As time went on, Marvel diversified--into X-Force, Excalibur, X-Factor....well, you get the picture. Plus a host of individual characters, Wolverine, Kitty Pryde, Cyclops, Storm... (all kinds of characters, as long as they were X-Men.) The occasional Daredevil or Fantastic Four (the latter which always seemed to flop, and still does...)
Even then, I thought it was strange how Marvel all but ignored The Avengers, and the individual Avengers--I mean, I wasn't a huge comic person when I bought the store but I was well aware of the Hulk, Captain America, Iron Man, etc.
These titles came out but got zero promotion; they got artists and writers who were second-tier or just beginning their careers, and so on.
When people would say to me, "You must be selling tons of comics. They are so hot," I'd answer, "How many copies of the Incredible Hulk do you suppose I sell? I'll tell you: 3.

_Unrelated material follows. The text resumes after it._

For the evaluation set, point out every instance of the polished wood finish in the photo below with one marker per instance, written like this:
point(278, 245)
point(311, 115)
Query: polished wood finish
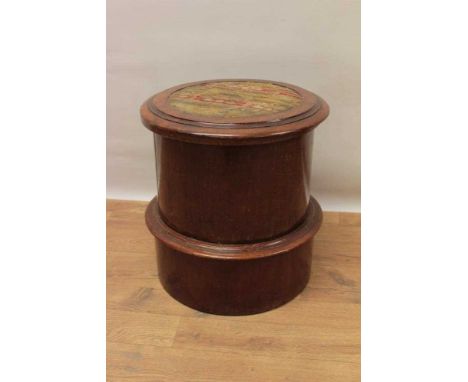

This was true for most of the Avengers. They just didn't sell.
And it made no sense.
So what happened?
What happened was the Marvel in their financial struggles had sold off the rights to the X-Men and Spider-man and Fantastic Four and Daredevil. They got little of the money from the hit movies.
All they had left was the Avengers.
It's interesting to look back at how there was some doubt that the public would go to an "Iron Man" movie. Seems ludicrous now. (I thought at the time that the "experts" were underestimating how much the Marvel Universe had pervaded the public consciousness.)
So they switched gears and the rest is history. It was such a reversal that for awhile I couldn't sell the X-Men anymore. It was reversed: I was selling dozens of the Hulk and three copies of X-Men.
The point being--whatever anyone turns their full efforts and attention to--that's what sells. It can take some work and it doesn't always succeed, but roughly that's how it happens.
There is only so much prime space and it can be hard to squeeze everything into that prime space, so all of us purveyors of pop culture have to pick what to promote.
Marvel got incredibly smart about their properties. Sadly, at the same time, they started neglecting the comics side of things. The movies make so much money that comics seem paltry in comparison.
Of course, from a comic shop owner's perspective, comics are the Golden Goose and we retailers are the ones who have fed and protected that goose for decades.